REPUBBLICA – PALERMO
30.3.06
Giustizia, pace e salvaguardia del creato
Con il vocabolo - non proprio usuale - ‘ecumenismo’ si designa quel movimento teorico e pratico tendente alla riunificazione di tutte le chiese cristiane (cattolica, anglicana, ortodosse, protestanti…). Due tappe importanti sono state l’assemblea europea a Basilea, in Svizzera, nel 1989 e la successiva, a livello mondiale, a Seul, in Corea, nel 1990. Entrambe dedicate alla focalizzazione di ciò che i cristiani delle varie confessioni possono fare insieme nel triplice campo della giustizia, della pace e della salvaguardia del creato. Ma se, storicamente, l’ecumenismo nasce come una faccenda interna alla cristianità, via via esso ha finito col coinvolgere anche il rapporto fra la cristianità e le altre grandi religioni dell’umanità (a partire dalle altre due religioni monoteistiche: l’ebraica e l’islamica). Oggi, perciò, il vocabolo ecumenismo ha acquistato l’accezione, più ampia dell’originaria, di processo dialogico e sinergico fra il cristianesimo e le diverse tradizioni religiose del mondo. Per importare anche dalle nostre parti queste prospettive rigeneratrici, la sezione palermitana del MIR (Movimento internazionale per la riconciliazione) ha programmato meritoriamente tre incontri pubblici (presso il Centro culturale valdese di via Spezio, alle ore 21): sulla giustizia (questa sera ne discuteranno il pastore Giuseppe Ficara e il teologo cattolico Rosario Giué), sulla pace e la nonviolenza (martedì 4 aprile la professoressa Maria Antonietta Malleo e il pastore valdese Ciccio Sciotto), sulla salvaguardia dell’ambiente (la sera del 16 maggio l’ingegnere Nino Lo Bello e la pastora Elisabetta Ribet).
Il fatto che le grandi religioni dell’umanità stiano imparando a dialogare fra loro è una buona notizia: ma non priva di ambiguità. Elle Kappa lo ha espresso con una delle sue vignette fulminanti su “Repubblica” del 23 febbraio. Il primo personaggio legge su un giornale: “In Nigeria i cristiani rispondono massacrando diciannove musulmani” e il secondo commenta: “Meno male, è ripreso il dialogo fra religioni”. Il filosofo Luigi Lombardi Vallauri lo esprime in maniera più articolata: se a coalizzarsi saranno gli esponenti più ‘ortodossi’ ed intransigenti di ebrei, cristiani e islamici, si formerà un blocco monolitico per tre volte più pericoloso…

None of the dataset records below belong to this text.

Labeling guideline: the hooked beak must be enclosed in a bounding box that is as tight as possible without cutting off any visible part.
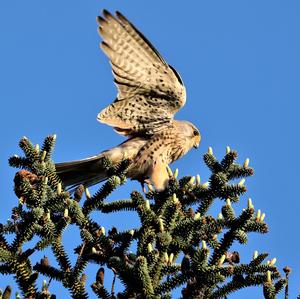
[193,135,201,149]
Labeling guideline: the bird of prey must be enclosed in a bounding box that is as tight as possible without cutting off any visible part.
[56,10,201,191]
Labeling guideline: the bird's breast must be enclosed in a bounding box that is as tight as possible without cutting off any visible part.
[127,130,187,181]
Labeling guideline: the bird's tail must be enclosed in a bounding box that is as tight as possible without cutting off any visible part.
[55,155,107,191]
[55,137,147,191]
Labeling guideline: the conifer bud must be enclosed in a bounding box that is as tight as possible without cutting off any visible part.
[44,176,48,185]
[158,218,164,232]
[202,240,207,250]
[226,198,231,206]
[218,213,223,220]
[41,150,47,162]
[145,200,150,210]
[260,213,266,222]
[35,144,40,152]
[219,254,226,266]
[147,243,153,252]
[244,158,250,168]
[169,253,174,264]
[57,183,62,195]
[208,147,213,155]
[53,134,57,140]
[256,209,261,221]
[267,270,272,283]
[202,182,209,188]
[194,213,201,221]
[101,227,106,236]
[166,165,173,177]
[189,176,195,185]
[46,212,51,221]
[164,252,169,264]
[63,209,68,218]
[172,194,179,204]
[248,198,254,209]
[253,250,258,259]
[226,146,231,154]
[238,179,245,186]
[42,280,47,291]
[92,247,97,254]
[270,257,277,266]
[174,168,179,179]
[85,188,91,199]
[129,229,134,236]
[196,174,201,186]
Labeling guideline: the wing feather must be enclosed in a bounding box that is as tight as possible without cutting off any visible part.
[97,10,186,135]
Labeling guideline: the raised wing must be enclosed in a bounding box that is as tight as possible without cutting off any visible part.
[97,10,186,135]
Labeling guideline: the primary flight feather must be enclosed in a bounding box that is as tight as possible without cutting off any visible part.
[56,10,201,191]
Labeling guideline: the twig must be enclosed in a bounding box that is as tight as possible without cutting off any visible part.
[111,268,117,296]
[283,266,292,299]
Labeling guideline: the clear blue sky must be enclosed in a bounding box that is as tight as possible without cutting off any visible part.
[1,1,299,298]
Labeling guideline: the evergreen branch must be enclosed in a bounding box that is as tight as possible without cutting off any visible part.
[2,136,287,299]
[210,274,267,298]
[33,263,64,281]
[82,176,122,215]
[91,282,112,299]
[155,273,187,295]
[0,264,13,275]
[41,135,57,162]
[51,237,72,271]
[135,256,155,298]
[100,200,135,213]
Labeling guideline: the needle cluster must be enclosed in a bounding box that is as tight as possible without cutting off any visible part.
[0,136,288,298]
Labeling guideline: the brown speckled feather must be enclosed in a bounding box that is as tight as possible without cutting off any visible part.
[96,10,186,135]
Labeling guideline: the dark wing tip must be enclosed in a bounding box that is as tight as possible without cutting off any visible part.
[115,11,130,27]
[102,9,113,18]
[96,15,106,26]
[97,26,102,36]
[116,11,126,21]
[168,64,184,85]
[101,41,110,49]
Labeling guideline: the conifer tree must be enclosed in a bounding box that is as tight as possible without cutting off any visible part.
[0,135,289,298]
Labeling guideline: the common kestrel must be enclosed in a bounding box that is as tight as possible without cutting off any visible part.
[56,10,201,191]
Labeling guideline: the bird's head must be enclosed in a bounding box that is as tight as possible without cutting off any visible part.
[174,120,201,150]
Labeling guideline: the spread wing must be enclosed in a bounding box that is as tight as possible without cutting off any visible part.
[97,10,186,135]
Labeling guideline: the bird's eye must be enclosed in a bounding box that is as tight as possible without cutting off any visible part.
[193,130,199,136]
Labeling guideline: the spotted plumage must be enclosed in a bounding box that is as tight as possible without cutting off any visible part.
[56,10,201,191]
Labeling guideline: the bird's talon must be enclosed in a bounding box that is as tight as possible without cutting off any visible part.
[141,179,154,193]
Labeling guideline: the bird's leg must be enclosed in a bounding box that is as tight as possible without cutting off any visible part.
[140,178,153,193]
[140,180,146,193]
[148,162,169,191]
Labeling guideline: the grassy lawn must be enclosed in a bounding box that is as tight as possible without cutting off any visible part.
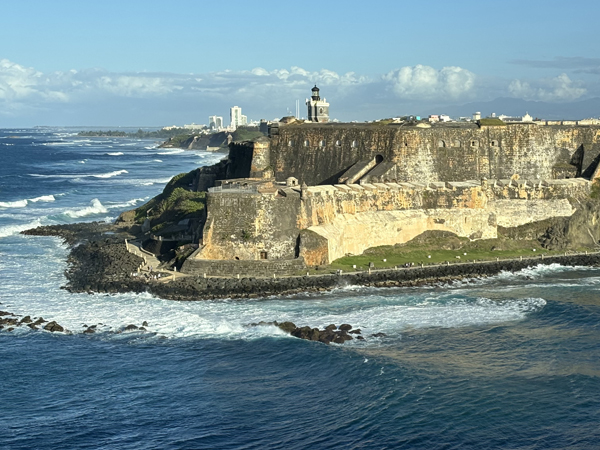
[305,231,588,274]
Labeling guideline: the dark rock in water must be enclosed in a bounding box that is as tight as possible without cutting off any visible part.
[277,321,366,345]
[277,321,297,334]
[349,329,362,335]
[123,324,138,332]
[371,332,386,338]
[20,315,32,324]
[7,327,14,332]
[33,317,46,325]
[356,335,365,340]
[142,321,149,327]
[139,327,146,331]
[43,321,64,332]
[27,324,38,330]
[83,327,95,334]
[0,311,13,316]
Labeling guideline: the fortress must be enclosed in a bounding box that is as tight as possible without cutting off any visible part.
[178,88,600,276]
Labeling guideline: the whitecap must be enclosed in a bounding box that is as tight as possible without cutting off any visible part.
[92,170,128,178]
[106,198,146,209]
[157,149,185,155]
[106,152,124,156]
[153,159,163,163]
[29,195,56,203]
[0,199,28,208]
[0,218,43,238]
[63,198,108,218]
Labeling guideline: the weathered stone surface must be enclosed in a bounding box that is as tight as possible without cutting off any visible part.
[43,321,64,333]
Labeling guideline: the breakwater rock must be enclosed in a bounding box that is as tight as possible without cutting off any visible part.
[0,309,64,333]
[251,321,365,344]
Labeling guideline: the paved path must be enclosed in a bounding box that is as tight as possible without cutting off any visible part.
[125,239,188,282]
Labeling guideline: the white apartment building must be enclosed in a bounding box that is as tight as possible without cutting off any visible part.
[230,106,243,130]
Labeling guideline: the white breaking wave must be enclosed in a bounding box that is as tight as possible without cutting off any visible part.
[29,170,128,179]
[0,200,28,208]
[157,149,185,155]
[29,195,56,203]
[106,152,124,156]
[92,170,128,178]
[106,198,146,209]
[1,194,57,207]
[0,218,43,238]
[63,198,108,218]
[153,159,163,163]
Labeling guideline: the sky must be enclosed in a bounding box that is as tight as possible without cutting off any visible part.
[1,0,600,126]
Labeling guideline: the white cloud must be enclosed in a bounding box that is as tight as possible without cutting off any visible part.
[383,65,476,100]
[0,58,595,125]
[508,73,586,102]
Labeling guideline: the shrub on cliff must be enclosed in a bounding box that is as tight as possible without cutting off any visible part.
[134,170,205,230]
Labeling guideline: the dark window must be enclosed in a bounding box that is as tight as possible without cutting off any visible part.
[260,251,267,260]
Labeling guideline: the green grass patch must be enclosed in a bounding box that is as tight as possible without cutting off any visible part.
[325,231,573,273]
[478,118,506,127]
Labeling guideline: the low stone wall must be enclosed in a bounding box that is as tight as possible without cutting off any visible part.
[181,257,306,277]
[152,252,600,301]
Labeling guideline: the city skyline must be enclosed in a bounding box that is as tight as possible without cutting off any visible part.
[2,0,600,126]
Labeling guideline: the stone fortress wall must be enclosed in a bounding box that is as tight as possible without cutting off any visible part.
[259,123,600,185]
[181,123,600,277]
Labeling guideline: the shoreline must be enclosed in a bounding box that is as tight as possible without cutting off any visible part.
[21,223,600,301]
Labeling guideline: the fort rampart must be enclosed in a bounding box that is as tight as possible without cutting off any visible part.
[182,174,589,275]
[236,123,600,185]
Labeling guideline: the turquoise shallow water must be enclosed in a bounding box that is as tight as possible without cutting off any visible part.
[1,129,600,449]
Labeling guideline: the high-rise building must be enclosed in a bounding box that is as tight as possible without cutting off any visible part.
[209,115,223,130]
[230,106,243,130]
[306,85,329,123]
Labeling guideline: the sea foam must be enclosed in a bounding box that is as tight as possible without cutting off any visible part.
[63,199,108,218]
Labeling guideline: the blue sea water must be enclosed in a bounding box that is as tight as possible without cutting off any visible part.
[1,128,600,449]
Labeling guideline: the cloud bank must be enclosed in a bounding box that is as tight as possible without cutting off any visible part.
[0,59,595,126]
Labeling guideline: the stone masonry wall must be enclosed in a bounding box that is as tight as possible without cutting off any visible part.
[186,178,589,271]
[266,124,600,186]
[181,257,306,278]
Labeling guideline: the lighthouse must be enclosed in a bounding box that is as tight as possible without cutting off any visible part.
[306,85,329,123]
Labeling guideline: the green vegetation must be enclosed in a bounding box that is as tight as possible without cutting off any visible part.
[327,231,570,272]
[77,127,203,139]
[591,180,600,199]
[478,118,507,127]
[167,134,195,149]
[230,127,264,142]
[134,170,206,236]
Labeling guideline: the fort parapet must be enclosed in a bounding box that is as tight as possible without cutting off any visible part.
[227,122,600,186]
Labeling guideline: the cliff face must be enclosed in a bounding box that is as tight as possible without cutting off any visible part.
[260,123,600,185]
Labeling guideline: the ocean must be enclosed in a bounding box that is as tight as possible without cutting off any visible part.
[1,128,599,449]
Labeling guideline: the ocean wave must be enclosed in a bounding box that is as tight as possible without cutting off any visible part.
[106,198,146,209]
[0,200,28,208]
[157,149,185,155]
[106,152,124,156]
[29,195,56,203]
[0,218,43,238]
[153,159,163,163]
[93,170,129,178]
[63,198,108,218]
[29,170,128,179]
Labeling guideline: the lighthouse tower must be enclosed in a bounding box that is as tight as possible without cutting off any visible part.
[306,85,329,123]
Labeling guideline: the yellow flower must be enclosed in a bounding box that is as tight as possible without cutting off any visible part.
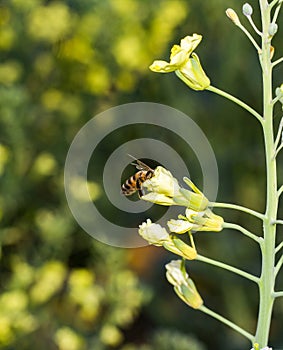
[176,177,209,211]
[141,166,182,206]
[167,219,194,234]
[149,34,210,91]
[167,207,223,235]
[185,208,224,232]
[143,166,180,197]
[165,260,203,309]
[138,219,197,260]
[138,219,170,246]
[141,168,209,212]
[150,34,202,71]
[166,236,197,260]
[139,192,176,206]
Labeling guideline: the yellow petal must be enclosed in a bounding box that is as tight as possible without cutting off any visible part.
[170,49,187,66]
[141,192,175,206]
[167,219,194,234]
[180,34,202,53]
[149,60,177,72]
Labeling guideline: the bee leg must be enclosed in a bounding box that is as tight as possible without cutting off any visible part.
[136,179,144,198]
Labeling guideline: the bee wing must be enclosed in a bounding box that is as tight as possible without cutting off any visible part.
[127,154,153,172]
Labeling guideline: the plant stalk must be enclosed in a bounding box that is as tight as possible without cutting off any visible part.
[196,254,259,283]
[200,305,254,342]
[254,1,278,347]
[209,201,265,220]
[207,86,263,124]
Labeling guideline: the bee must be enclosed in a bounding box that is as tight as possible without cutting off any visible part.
[121,156,154,197]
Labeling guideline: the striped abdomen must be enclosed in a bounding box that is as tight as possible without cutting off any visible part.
[121,170,153,197]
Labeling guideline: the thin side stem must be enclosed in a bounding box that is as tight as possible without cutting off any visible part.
[273,291,283,297]
[275,240,283,254]
[199,305,255,342]
[278,185,283,197]
[269,0,280,9]
[238,22,262,52]
[196,254,259,283]
[247,16,262,36]
[189,232,196,250]
[274,142,283,158]
[209,201,265,220]
[274,117,283,150]
[272,56,283,67]
[272,220,283,225]
[207,86,263,124]
[271,95,281,105]
[275,253,283,277]
[271,0,282,24]
[223,222,261,243]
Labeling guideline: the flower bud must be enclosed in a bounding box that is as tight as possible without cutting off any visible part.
[276,84,283,98]
[165,260,186,285]
[178,177,209,211]
[171,236,197,260]
[163,238,197,260]
[276,84,283,110]
[242,3,253,16]
[268,23,278,36]
[226,8,241,26]
[165,260,203,309]
[178,188,209,211]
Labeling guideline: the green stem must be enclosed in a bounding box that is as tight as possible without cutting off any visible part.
[207,85,263,124]
[255,1,278,347]
[271,0,282,24]
[247,15,262,36]
[272,219,283,225]
[277,185,283,197]
[189,232,196,250]
[274,142,283,158]
[199,305,255,342]
[272,56,283,67]
[271,95,281,105]
[223,222,261,243]
[273,291,283,297]
[274,117,283,150]
[209,201,265,220]
[238,22,261,51]
[275,240,283,254]
[196,254,259,283]
[274,253,283,277]
[269,0,280,9]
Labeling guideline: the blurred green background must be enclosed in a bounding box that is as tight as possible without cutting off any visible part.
[1,0,283,349]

Cosa ci sta dietro queste preoccupazioni? Una domanda inquietante: la religione in sé stessa, quale che sia la sua configurazione storica, non è comunque fattore di chiusura e di regresso? . E’ ovvio che i pensatori atei, da Voltaire e Feuerbach in poi, siano per la risposta affermativa. Meno ovvio che – sulla scia di una lunga concatenazione di autori da Soren Kierkegaard a Karl Barth – lo vadano ripetendo ai nostri giorni anche cattolici come il biblista p. Alberto Maggi. A parere di questi teologi, il vangelo è un annunzio di fede, non la fondazione dell’ennesima religione.
Forse, però, la questione non è così semplice. La fede ha molti pregi rispetto alla religione (è interiore, non si fissa su formule dogmatiche precise, non dipende da riti esclusivi…), ma ha almeno un difetto: non ha parole per comunicare, per confrontarsi. Un dialogo fra fedi diverse si strutturerebbe, a rigore, come silenzioso assembramento di mistici. Appena la fede vuole esprimersi, diventa teologia (a livello concettuale e verbale), liturgia (a livello gestuale), morale (a livello comportamentale)…dunque diventa religione (o, per lo meno, qualcosa che le assomiglia molto). Ecco perché, probabilmente, la religione non va assolutizzata ma neppure demonizzata: va relativizzata, vissuta per quello che è, ossia uno ‘strumento per’ legare gli uomini fra loro e, possibilmente, all’Eterno. L’essenziale è la fede come apertura ‘laica’ dell’animo al mistero della vita e del cosmo: il resto – le configurazioni ‘religiose’ in cui la fede si espone, si socializza e si istituzionalizza – è accessorio e strumentale.
Uomini, donne, gruppi - in quanto vivono la dimensione intima della fede – non hanno necessità di parlarsi: e forse neppure la possibilità. Ma in quanto creano, e mantengono in vita nella storia, dei movimenti religiosi possono – e devono – confrontarsi per non farsi male reciprocamente e, se ci riescono, per fare addirittura bene all’umanità e al pianeta che la ospita.